うん、これはリスバティのスキルのせいだね。


この後は登録料を払い、昇級のシステムを話してもらって、登録は終わった。



「ねえ、冒険者の人達はどこかに行っているの?」


「それで、困っているんです。200年前に魔王と内通してると言われて、全世界から追放された勇者の隠れ家が見つかって、お宝が出てきたのです」


「勇者のお宝ですか?」


「そうなんです。追放された勇者は、各地を転々としていたので、隠れ家はたくさん有るとされていて、冒険者は依頼そっちのけで宝探しに夢中なんです」


「なるほど、それで」


「だから、お二人とも依頼を頑張って下さいね」

「分かりました」




ーー


俺達はFランクなので、まだ大した依頼は出来ないが、防具と武器を揃えて、薬草取りとホーンラビット狩りに出かけた。
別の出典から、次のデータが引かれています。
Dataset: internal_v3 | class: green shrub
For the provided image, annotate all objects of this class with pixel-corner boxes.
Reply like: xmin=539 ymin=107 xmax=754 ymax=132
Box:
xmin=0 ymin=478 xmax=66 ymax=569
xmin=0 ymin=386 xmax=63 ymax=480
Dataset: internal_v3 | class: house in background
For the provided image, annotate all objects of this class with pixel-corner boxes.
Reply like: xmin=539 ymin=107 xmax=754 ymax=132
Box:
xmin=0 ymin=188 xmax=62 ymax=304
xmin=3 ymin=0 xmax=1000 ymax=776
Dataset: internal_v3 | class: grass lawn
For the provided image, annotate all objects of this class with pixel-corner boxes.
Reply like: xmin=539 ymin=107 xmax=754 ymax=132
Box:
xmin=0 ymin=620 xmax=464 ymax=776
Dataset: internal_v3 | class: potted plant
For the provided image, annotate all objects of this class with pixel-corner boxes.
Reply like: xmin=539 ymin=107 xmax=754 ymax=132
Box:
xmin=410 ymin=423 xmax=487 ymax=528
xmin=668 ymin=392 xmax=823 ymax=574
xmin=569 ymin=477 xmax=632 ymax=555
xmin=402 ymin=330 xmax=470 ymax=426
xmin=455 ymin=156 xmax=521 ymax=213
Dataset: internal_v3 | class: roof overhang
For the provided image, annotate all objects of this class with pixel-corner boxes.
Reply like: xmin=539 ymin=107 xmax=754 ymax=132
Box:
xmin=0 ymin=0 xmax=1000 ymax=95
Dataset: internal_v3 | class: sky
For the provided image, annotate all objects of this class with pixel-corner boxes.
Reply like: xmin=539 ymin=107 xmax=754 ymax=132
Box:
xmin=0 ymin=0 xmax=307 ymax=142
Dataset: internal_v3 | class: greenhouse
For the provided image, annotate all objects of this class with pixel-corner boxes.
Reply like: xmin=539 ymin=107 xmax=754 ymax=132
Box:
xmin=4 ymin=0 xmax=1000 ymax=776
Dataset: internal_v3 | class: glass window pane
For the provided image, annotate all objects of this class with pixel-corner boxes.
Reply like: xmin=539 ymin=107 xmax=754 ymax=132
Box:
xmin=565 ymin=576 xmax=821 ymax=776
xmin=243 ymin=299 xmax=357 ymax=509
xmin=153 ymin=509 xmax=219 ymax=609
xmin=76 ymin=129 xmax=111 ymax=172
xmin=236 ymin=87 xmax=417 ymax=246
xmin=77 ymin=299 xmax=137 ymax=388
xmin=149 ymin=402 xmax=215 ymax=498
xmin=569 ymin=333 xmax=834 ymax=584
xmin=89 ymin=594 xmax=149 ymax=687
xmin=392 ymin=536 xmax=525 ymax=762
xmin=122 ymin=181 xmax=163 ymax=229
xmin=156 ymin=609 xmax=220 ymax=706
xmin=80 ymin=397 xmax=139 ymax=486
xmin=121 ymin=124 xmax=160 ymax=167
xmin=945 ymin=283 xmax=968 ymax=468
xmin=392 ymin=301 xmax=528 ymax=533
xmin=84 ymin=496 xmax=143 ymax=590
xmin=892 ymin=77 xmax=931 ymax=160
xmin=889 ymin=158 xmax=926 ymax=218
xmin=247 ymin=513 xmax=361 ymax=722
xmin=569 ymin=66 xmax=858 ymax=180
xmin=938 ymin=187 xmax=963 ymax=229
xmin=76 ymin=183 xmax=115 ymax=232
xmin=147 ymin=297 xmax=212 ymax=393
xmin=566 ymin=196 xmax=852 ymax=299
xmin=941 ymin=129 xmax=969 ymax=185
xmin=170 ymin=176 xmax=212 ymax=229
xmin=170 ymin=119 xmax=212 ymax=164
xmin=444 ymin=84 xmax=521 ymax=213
『トーチ×3』 ホーンラビットに命中。ああ、身体の半分がぶっ飛んだ。トーチ×1で良いな。魔法力が上がっているみたいだ。



「ミロウクの魔法は、変わっていますね。無詠唱だし」


「うん、もともと才能が無いからね」

「そんな事を言ったら、私だって」


「リスバティは、直ぐに上達するよ」

「本当に?」


「ああ、保証する」

「うん、頑張る」




この日の稼ぎはホーンラビットが20頭、薬草と合わせて銀貨16枚、銅貨8枚だった。


屋敷で嫌な連中といるより、ずっと気分が良く、充実した1日だった。